The Haines Shoe House is five stories tall, which measure in at roughly 25 feet tall. Now open to tours for visitor, Haines initially had lived in the house himself before having people rent the home to stay in. Everyone who stayed in the home received a free pair of shoes upon leaving the house of the same name. For added fun, when taking a tour of this whimsical house, there is an ice cream shop located in the instep of the shoe. And don't forget that Haines built shoe-shaped dog house to go with this large feat!
Located in the Hyde Park neighborhood of Cincinnati, the Mushroom House is a well-known landmark in the city. The late Terry Brown built the house over a 10-year period from 1992 to 2006. Brown, coincidentally, was a professor of architecture and interior design at University of Cincinnati. Brown lived in the Mushroom House until his death in 2008.
What makes this house unorthodox is just about everything about it. The house was originally a bungalow until Brown began his work on it. Now, the house is over 1,200 square feet with its architecture and design having been done by Brown and his students. Stained-glass windows, intricate ceilings, wood designs, ceramic tiles and, of course, the siding that resembles the under part of a mushroom, all are parts of this recognizable home.
The Brown Derby
While this famous eatery isn't necessarily as unusual as the other two buildings included in this post, it is famous nonetheless. A prime example of novelty architecture, the original Brown Derby, located in Los Angeles, was shaped like - you guessed it! - a derby hat. The original restaurant was opened in 1926 during the Golden Age of Hollywood. Playwright Wilson Mizner was the manager and co-owner who opened the iconic restaurant.

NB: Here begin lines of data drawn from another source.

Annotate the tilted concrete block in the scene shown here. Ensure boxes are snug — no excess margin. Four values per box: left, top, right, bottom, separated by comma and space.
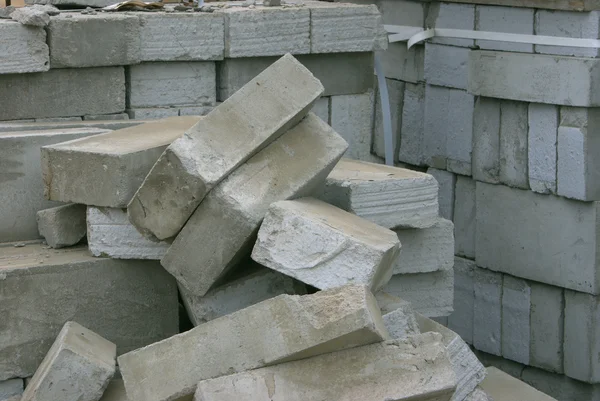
322, 158, 438, 228
128, 54, 323, 239
0, 244, 179, 380
0, 20, 50, 74
42, 117, 200, 208
36, 203, 87, 248
252, 198, 400, 292
194, 333, 456, 401
21, 322, 117, 401
0, 67, 125, 120
118, 286, 389, 401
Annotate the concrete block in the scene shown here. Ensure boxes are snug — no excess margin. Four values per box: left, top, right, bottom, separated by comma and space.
468, 50, 600, 107
448, 257, 477, 344
427, 168, 456, 220
527, 103, 559, 194
0, 20, 50, 74
473, 268, 502, 356
36, 203, 86, 248
499, 102, 529, 189
394, 218, 454, 274
0, 67, 125, 120
454, 176, 476, 259
48, 13, 141, 68
0, 244, 179, 380
425, 43, 470, 90
118, 286, 389, 401
128, 54, 323, 241
529, 282, 565, 373
502, 275, 531, 365
322, 158, 438, 228
136, 12, 225, 61
161, 113, 348, 296
195, 333, 456, 401
42, 117, 200, 208
219, 6, 310, 58
475, 182, 600, 294
0, 124, 106, 242
252, 198, 400, 292
84, 206, 171, 260
21, 322, 117, 401
475, 5, 540, 53
535, 10, 600, 57
127, 61, 217, 108
383, 270, 454, 317
398, 83, 425, 166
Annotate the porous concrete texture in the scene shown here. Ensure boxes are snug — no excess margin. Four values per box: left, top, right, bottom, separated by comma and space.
0, 124, 107, 242
475, 182, 599, 294
322, 158, 439, 228
21, 322, 117, 401
194, 333, 456, 401
127, 61, 217, 109
118, 286, 389, 401
36, 203, 87, 248
48, 13, 141, 68
137, 12, 225, 61
0, 243, 179, 380
180, 262, 306, 326
161, 114, 348, 296
128, 54, 323, 241
394, 218, 454, 274
0, 20, 50, 74
41, 117, 200, 208
0, 67, 125, 120
468, 50, 600, 107
84, 206, 171, 260
252, 198, 400, 292
527, 103, 559, 194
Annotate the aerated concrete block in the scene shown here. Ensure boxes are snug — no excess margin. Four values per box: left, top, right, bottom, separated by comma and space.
136, 12, 225, 61
195, 333, 456, 401
118, 286, 389, 401
322, 158, 438, 228
0, 20, 50, 74
128, 54, 323, 241
161, 114, 348, 296
527, 103, 559, 194
394, 218, 454, 274
468, 50, 600, 107
36, 203, 86, 248
252, 198, 400, 292
475, 182, 600, 294
0, 67, 125, 120
0, 244, 179, 380
21, 322, 117, 401
42, 117, 200, 208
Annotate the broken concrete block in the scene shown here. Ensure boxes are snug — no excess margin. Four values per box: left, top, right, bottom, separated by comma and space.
42, 117, 200, 208
180, 264, 306, 326
36, 203, 87, 248
0, 67, 125, 120
84, 206, 171, 260
252, 198, 400, 292
0, 20, 50, 74
48, 13, 141, 68
118, 286, 389, 401
21, 322, 117, 401
0, 244, 179, 380
394, 218, 454, 274
322, 158, 439, 228
128, 54, 323, 239
194, 333, 456, 401
161, 114, 348, 296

To set the building apart from other restaurants in the area (since Los Angeles is a busy metropolis), it was designed like a derby hat to catch people's eyes when walking or driving by and to have them stop in. Gaining notoriety, a second Brown Derby opened in 1929, which came to be the more prominent location on the corner of Hollywood and Vine. This second Brown Derby became the place for stars to flock to. The Hollywood and Vine location became the more frequented location, even though it had a Spanish-style façade rather than being shaped like a derby hat.
There are houses, restaurants, museums and more that have an unconventional design to them across the U.S. Whether the design of the building is meant to coincide with the use of the building, or someone just wanted to be bold, wacky buildings and other forms of architecture pop up in numerous spots across the country that weren't just a part of someone's imagination.